Connaissant la majorité des visages du téméraire équipage, elle fut accueillie sur le navire pour des retrouvailles plus que pour découvrir de nouveaux individus. Il y avait bien quelques têtes qu’elle ne connaissait pas, trois ou quatre tout au plus, mais c’était tout. Elle leur portait toutefois une attention renforcée. Dans une expédition dans la brume, le manque d’expérience pouvait être mortel, aussi puissant qu’ils étaient, découvrir la brume la première fois restait toujours une expérience difficile et mémorable si on parvenait à revenir. Car il y aurait des morts, c’était évident. Avant même de quitter le port, Violette avait déjà fait une croix que la vie de nombre de ses camarades. Mieux valait l’accepter maintenant que d’être surpris sur le coup dans quelques jours.

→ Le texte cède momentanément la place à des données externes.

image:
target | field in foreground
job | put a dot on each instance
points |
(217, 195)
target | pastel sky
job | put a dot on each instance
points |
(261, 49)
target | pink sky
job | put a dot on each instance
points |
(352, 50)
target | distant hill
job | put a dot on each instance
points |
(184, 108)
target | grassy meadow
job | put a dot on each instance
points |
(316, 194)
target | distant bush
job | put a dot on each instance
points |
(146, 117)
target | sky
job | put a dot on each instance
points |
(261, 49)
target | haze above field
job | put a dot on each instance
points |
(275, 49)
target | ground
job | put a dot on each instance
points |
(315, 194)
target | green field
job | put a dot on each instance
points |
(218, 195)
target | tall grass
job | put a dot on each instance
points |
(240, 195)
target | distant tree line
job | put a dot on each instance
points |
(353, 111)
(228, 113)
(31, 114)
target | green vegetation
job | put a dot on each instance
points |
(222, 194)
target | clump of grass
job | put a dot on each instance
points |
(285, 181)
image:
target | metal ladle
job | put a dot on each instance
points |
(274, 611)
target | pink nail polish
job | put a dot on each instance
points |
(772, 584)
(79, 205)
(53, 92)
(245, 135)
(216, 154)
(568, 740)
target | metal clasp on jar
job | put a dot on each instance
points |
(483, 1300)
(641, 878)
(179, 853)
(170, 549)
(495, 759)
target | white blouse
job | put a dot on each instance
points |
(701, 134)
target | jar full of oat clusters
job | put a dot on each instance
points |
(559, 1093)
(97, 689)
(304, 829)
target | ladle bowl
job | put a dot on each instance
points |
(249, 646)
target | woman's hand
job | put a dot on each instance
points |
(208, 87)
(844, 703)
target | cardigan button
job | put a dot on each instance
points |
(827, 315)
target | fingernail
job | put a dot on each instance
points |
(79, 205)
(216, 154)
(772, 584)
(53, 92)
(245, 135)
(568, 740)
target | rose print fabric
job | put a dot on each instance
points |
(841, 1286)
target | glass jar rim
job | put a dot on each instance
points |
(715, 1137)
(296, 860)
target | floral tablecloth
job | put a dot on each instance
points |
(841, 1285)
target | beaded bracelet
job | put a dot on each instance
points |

Lors de la première partie du voyage où le navire se contentait de longer les côtes d’Aramila et d’Opale, chacun s’occupait à sa manière. Certains s’isolaient pour se concentrer ou canaliser leurs peurs en silence. D'autres, comme Violette, semblaient plus calmes et sereins, tout du moins en surface car personne et encore moins ceux qui avaient survécu à la brume ne prenaient à la légère le péril imminent et inéluctable qui allait les frapper.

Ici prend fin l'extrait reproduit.